This is not obvious to me! For example, if you locked me in a room with no information inputs, over time I may still become more intelligent by your measures. Through play and reflection I can prune, reconcile and generate. I need compute to do this, but not necessarily more knowledge.
Again, this isn't how distillation work. Your task as the distillation model is to copy mistakes, and you will be penalized by pruning reconciling and generating.
"Play and reflection" is something else, which isn't distillation.
The initial claim was that distillation can never be used to create a model B that's smarter than model A, because B only has access to A's knowledge. The argument you're responding to was that play and reflection can result in improvements without any additional knowledge, so it is possible for distillation to work as a starting point to create a model B that is smarter than model A, with no new data except model A's outputs and then model B's outputs. This refutes the initial claim. It is not important for distillation alone to be enough, if it can be made to be enough with a few extra steps afterward.

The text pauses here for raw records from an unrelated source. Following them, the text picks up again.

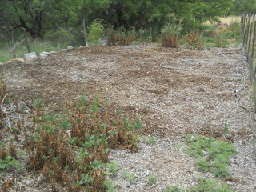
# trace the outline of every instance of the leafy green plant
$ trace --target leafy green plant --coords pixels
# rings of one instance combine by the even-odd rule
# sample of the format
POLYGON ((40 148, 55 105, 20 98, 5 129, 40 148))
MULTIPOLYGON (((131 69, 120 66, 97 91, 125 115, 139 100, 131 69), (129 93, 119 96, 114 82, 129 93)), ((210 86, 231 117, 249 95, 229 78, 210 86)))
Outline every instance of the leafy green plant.
POLYGON ((222 134, 226 134, 228 132, 227 122, 225 122, 224 127, 222 130, 222 134))
POLYGON ((162 30, 162 46, 178 48, 178 36, 182 30, 182 20, 177 19, 174 14, 168 17, 169 22, 162 30))
POLYGON ((128 172, 128 170, 126 170, 126 169, 122 170, 122 175, 125 179, 127 179, 130 182, 137 182, 137 177, 135 176, 135 174, 130 174, 128 172))
POLYGON ((146 142, 150 146, 153 146, 157 142, 156 137, 147 137, 147 136, 140 136, 138 138, 139 141, 146 142))
POLYGON ((115 176, 118 173, 118 168, 117 166, 118 163, 114 161, 110 161, 110 162, 107 164, 107 170, 113 176, 115 176))
POLYGON ((106 192, 115 192, 117 191, 118 186, 114 185, 111 180, 106 180, 102 183, 102 188, 106 190, 106 192))
POLYGON ((101 20, 94 20, 90 26, 89 33, 87 35, 87 42, 90 45, 98 45, 98 39, 103 38, 105 35, 104 26, 102 24, 101 20))
POLYGON ((178 186, 166 186, 163 192, 185 192, 186 190, 178 186))
POLYGON ((14 168, 15 171, 19 171, 23 167, 14 158, 6 155, 4 159, 0 159, 0 170, 11 170, 14 168))
POLYGON ((228 176, 227 166, 230 156, 236 154, 232 144, 217 141, 214 138, 203 138, 200 135, 186 137, 188 146, 186 152, 197 158, 197 169, 201 171, 211 171, 215 176, 223 178, 228 176))
POLYGON ((150 185, 150 186, 152 186, 153 184, 156 183, 157 182, 157 177, 152 174, 150 174, 148 177, 147 177, 147 183, 150 185))

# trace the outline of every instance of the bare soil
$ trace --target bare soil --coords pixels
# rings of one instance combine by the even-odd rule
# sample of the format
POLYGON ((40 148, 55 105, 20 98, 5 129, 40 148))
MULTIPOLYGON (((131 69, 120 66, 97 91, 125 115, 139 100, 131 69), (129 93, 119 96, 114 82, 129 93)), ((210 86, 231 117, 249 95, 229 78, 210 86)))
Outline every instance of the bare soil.
MULTIPOLYGON (((238 106, 242 74, 248 75, 242 55, 241 48, 81 47, 2 65, 0 75, 8 97, 28 105, 40 98, 49 112, 71 109, 83 94, 107 98, 130 118, 139 114, 146 125, 141 134, 156 136, 158 142, 153 147, 139 142, 141 150, 135 154, 111 152, 119 164, 120 171, 112 178, 118 191, 161 191, 166 185, 194 185, 194 159, 182 150, 183 138, 190 134, 233 142, 238 154, 232 158, 228 184, 234 191, 256 191, 250 115, 238 106), (225 122, 229 134, 223 138, 225 122), (123 169, 134 173, 138 182, 127 184, 122 177, 123 169), (158 177, 151 186, 146 183, 149 173, 158 177)), ((249 98, 243 94, 242 101, 248 105, 249 98)), ((18 178, 22 187, 14 191, 45 191, 46 184, 39 183, 38 174, 28 174, 18 178), (34 178, 31 182, 28 177, 34 178)))

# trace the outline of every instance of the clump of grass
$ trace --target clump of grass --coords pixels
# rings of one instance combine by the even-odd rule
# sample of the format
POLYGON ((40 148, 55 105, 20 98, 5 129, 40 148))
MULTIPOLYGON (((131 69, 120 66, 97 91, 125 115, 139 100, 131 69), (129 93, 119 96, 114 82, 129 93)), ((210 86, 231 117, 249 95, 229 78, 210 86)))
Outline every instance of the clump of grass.
POLYGON ((118 163, 110 161, 110 163, 107 164, 107 170, 110 172, 110 175, 115 176, 118 173, 118 163))
POLYGON ((184 39, 192 49, 202 50, 205 42, 202 38, 202 34, 199 30, 192 30, 185 35, 184 39))
POLYGON ((127 31, 124 28, 118 28, 117 30, 109 30, 108 45, 128 46, 135 41, 135 31, 127 31))
POLYGON ((199 178, 198 181, 198 185, 191 187, 190 189, 190 192, 200 192, 200 191, 207 191, 207 192, 215 192, 215 191, 225 191, 225 192, 232 192, 232 190, 230 189, 227 184, 220 184, 216 180, 212 180, 210 178, 199 178))
POLYGON ((186 190, 178 186, 166 186, 163 192, 185 192, 186 190))
POLYGON ((197 158, 197 169, 211 171, 216 177, 223 178, 230 174, 227 168, 231 155, 236 154, 232 144, 206 138, 200 135, 186 137, 188 146, 186 152, 197 158))
POLYGON ((130 182, 137 182, 137 177, 134 174, 130 174, 128 172, 128 170, 123 169, 122 173, 122 177, 128 180, 130 182))
POLYGON ((182 30, 181 20, 174 14, 169 14, 170 22, 162 30, 162 46, 178 48, 178 36, 182 30))
MULTIPOLYGON (((6 95, 6 85, 2 78, 0 78, 0 104, 2 103, 3 98, 6 95)), ((0 110, 0 129, 3 127, 4 114, 0 110)))
POLYGON ((181 188, 178 186, 166 186, 166 189, 163 190, 164 192, 232 192, 229 186, 226 183, 222 184, 219 182, 218 180, 210 179, 210 178, 198 178, 198 183, 194 186, 190 187, 186 190, 181 188))

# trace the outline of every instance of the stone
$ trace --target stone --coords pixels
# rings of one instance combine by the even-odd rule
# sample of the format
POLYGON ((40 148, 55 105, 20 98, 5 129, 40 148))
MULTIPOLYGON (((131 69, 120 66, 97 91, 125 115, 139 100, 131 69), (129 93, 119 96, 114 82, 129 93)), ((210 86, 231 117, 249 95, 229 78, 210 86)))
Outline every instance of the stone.
POLYGON ((16 60, 19 62, 23 62, 26 61, 25 58, 17 58, 16 60))
POLYGON ((226 183, 227 185, 229 185, 229 186, 232 186, 232 185, 233 185, 233 183, 230 182, 230 181, 227 181, 226 183))
POLYGON ((42 52, 40 54, 39 54, 40 58, 47 58, 48 55, 46 54, 46 52, 42 52))
POLYGON ((126 186, 130 187, 130 185, 131 185, 131 182, 127 182, 126 184, 126 186))
POLYGON ((107 45, 107 39, 106 39, 106 38, 103 38, 103 39, 99 38, 98 39, 98 44, 100 46, 106 46, 107 45))
POLYGON ((24 54, 24 57, 22 58, 26 58, 26 61, 30 61, 30 60, 33 60, 34 58, 36 58, 38 56, 37 54, 35 54, 35 52, 31 52, 31 53, 27 53, 27 54, 24 54))

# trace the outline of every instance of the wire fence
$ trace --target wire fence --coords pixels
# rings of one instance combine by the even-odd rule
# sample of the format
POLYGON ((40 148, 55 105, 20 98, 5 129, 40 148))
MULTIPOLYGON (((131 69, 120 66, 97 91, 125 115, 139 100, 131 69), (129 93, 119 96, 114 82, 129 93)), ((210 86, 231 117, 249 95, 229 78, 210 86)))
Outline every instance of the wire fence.
MULTIPOLYGON (((241 29, 243 34, 242 45, 245 48, 246 58, 248 62, 248 69, 250 72, 250 80, 251 85, 250 94, 250 107, 242 108, 247 110, 250 114, 251 124, 253 128, 253 150, 254 155, 256 157, 255 146, 255 106, 256 106, 256 59, 255 59, 255 41, 256 41, 256 14, 241 14, 241 29)), ((244 88, 245 90, 245 88, 244 88)))
POLYGON ((255 40, 256 40, 256 14, 241 15, 241 28, 243 32, 242 45, 245 47, 246 57, 249 64, 250 82, 252 83, 253 98, 256 99, 256 60, 255 40))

You’ve subtly confused “less accurate” and “smarter” in your argument. In other words you’ve replaced the benchmark of representing the base data with the benchmark of reasoning score.
Then, you’ve asserted that was the original claim.
Sneaky! But that’s how “arguments” on HN are “won”.
No, I didn't confuse the two. There is not a formal definition of "smart", but if you're claiming that factual accuracy is unrelated to it, I can't imagine that that's in good faith.